06:58Donc, le premier jour, ça ne sera pas le même vainqueur qu'on aura le jour du samedi.
07:03Et la montagne de Lure, bon, c'est long.
07:06C'est une pente régulière.
07:08Donc, à cette époque de l'année où il peut y avoir des différences de forme,
07:11même si tous les coureurs arrivent prêts et complètement en jambes,
07:14il peut y avoir une part de stratégie encore.
07:17Et les équipes, avec leurs outils d'analyse,
07:20analysent justement tellement bien les pics des états de forme de leurs coureurs respectifs
07:25que là, on aura une belle bagarre.
07:28Et je pense qu'il y aura même des reconnaissances qui seront faites par les coureurs
07:3148 heures avant ou la veille, ce n'est pas impossible du tout.
07:35Avoir les conditions météo, parce que ça peut jouer sur les organismes.
07:38Si il fait 17 et 15 degrés soleil, ou s'il y a 6 degrés de la pluie ou de la neige mouillée,
07:45ce n'est pas le même vainqueur.
07:47Donc, tout ça, ce sont des interrogations qui rendent la course incertaine.
07:51Et il y aura un placement général établi au soir de cette deuxième étape
07:55qui peut encore être bouleversée.
07:58Après, c'est 180 km et c'est plus de 3250 mètres de dénivelé.
08:03Et on va passer, donc, et on arrivera sur cette troisième étape.
08:09Après, donc, cette arrivée à la station de Lure, cette troisième étape,
08:13eh bien, un reniac Arles, un classique.
08:16Vous noterez, par contre, la distance qui s'est allongée, 210 km.
08:21C'est, bon, je suis allé avec les coureurs.
08:24Peut-être certains râleront, ils pourront venir me voir,
08:27parce que c'est moi qui suis un petit peu, voilà, qui ai été demandeur
08:30d'allonger un petit peu cette distance le dernier jour.
08:33Parce que je sais que si on est à une distance trop courte, sans difficulté,
08:38on peut un peu moins la considérer lorsqu'on est coureur.
08:42Et là, en fin de compte, on n'a pas le même état de fatigue
08:45après le lendemain d'une étape de montagne, après 200 km,
08:48qu'au bout de 150 ou 160.
08:51À ne pas négliger aussi cette première partie qui est quand même ballonnée.
08:54On a plus de 1600 mètres de dénivelé, donc étaler sur 210,
08:57c'est pas non plus énorme.
08:59Il faudra de la vigilance.
09:02Il n'y avait pas de vent ces deux dernières années.
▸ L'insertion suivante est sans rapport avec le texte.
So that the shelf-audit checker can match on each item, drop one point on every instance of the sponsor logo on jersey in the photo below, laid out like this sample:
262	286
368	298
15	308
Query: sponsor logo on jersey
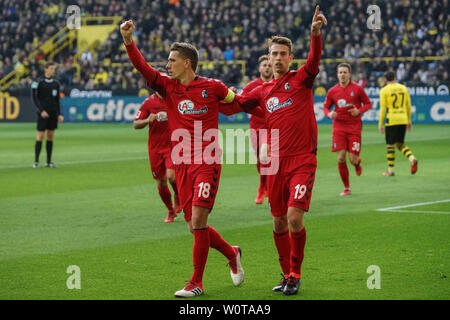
273	104
342	103
187	107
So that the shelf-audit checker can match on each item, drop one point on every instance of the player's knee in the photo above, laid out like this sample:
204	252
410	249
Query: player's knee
295	219
190	228
280	224
50	135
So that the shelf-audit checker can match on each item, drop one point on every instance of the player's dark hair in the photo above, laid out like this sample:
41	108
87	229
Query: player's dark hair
390	76
345	65
263	58
280	40
187	51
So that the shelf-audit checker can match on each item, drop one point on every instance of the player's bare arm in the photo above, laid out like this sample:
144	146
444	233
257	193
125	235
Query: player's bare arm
142	123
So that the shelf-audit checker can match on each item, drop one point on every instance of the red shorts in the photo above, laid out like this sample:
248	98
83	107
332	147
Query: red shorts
198	185
256	140
292	185
346	140
160	161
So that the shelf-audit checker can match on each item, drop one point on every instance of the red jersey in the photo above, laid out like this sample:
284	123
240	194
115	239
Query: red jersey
345	99
192	110
158	131
255	121
288	106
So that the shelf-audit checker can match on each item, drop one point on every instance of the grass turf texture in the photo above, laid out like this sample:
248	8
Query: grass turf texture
100	210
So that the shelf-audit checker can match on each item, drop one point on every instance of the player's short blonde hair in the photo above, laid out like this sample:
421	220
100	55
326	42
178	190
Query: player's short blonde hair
187	51
264	57
280	40
345	65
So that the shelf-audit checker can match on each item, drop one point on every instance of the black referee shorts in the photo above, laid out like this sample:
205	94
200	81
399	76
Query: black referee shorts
50	123
395	134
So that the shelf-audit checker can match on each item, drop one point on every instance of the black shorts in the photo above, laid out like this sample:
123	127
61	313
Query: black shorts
50	123
395	134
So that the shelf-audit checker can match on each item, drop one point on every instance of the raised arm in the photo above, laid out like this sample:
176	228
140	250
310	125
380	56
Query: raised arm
312	63
151	75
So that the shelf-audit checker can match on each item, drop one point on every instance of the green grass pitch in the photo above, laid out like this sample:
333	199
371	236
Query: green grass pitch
100	210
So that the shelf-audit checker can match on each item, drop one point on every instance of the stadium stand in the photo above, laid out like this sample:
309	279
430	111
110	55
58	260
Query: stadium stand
414	40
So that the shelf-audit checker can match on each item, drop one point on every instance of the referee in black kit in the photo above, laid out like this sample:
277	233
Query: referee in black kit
45	95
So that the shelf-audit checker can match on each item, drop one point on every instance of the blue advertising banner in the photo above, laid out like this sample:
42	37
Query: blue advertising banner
425	109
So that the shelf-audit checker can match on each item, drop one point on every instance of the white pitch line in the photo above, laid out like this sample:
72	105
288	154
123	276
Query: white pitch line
417	211
396	209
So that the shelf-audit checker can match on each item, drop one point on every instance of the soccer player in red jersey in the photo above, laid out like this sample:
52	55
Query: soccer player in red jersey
257	123
350	102
193	110
287	101
153	113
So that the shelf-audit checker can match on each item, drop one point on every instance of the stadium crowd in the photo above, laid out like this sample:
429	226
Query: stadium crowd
227	31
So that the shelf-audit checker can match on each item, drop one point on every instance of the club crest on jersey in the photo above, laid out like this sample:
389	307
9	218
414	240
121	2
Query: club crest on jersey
273	104
342	103
187	107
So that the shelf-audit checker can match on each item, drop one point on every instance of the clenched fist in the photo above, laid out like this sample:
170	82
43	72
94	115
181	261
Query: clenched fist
126	29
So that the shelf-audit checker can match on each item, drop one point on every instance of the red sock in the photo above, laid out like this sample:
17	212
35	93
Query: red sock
343	171
174	188
263	179
218	243
166	197
298	240
283	245
200	254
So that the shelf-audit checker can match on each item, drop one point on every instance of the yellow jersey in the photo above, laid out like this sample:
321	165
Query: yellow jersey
395	99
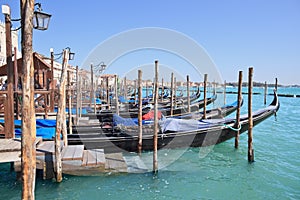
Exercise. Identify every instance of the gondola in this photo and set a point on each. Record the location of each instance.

09:05Peut-être qu'il y en aura cette année,
09:07mais la grosse différence, c'est que, contrairement à ces deux dernières éditions,
09:12il y aura un classement général avec beaucoup de coureurs
09:14qui seront pris quelques minutes dans la vue la veille
09:17et qui reporteront leurs dernières ambitions sur ce jour-là.
09:20Ça veut dire qu'il y aura plus de coureurs qui seront en marge du classement général
09:23qui vont vouloir créer une échappée.
09:25Et pourquoi pas, dans cette échappée, peut se glisser un des outsiders du classement général.
09:30Donc le maître mot, c'est incertitude ou plutôt suspense.
09:34D'autant plus que ça ne fait que trois jours, donc il y a zéro temps mort.
09:41Et souvent, c'est ce qui permet à la course d'être vivante, intéressante à suivre.
09:46Et en plus, avec une diffusion sur une chaîne nationale,
09:49c'est l'occasion de relancer si besoin en était,
09:53ce qui n'est pas forcément le cas,
09:55mais plutôt de passer un palier encore,
09:57puisqu'on y va vraiment étape par étape.
09:59C'est ce qu'on a convenu vraiment avec Jean-Louis, Patrick et toute l'équipe des innovations.
10:05Patrick en a expliqué quelques-unes.
10:07Mais aussi, ne pas faire n'importe quoi, pas s'enflammer.
10:11On aurait pu déjà faire une deuxième étape avec une arrivée au sommet dès l'édition 2025.
10:17On y va étape par étape.
10:19Et c'est avec des bases solides qu'on pourra être encore là dans quelques années
10:22pour présenter le 16e, 17e, 20e, 30e.
10:27On verra si on est encore en forme.
10:29Mais voilà, beaucoup d'ambition, mais félicité.
10:32Et avec des équipes qui nous font confiance,
10:35qu'on a réduit au nombre de 16.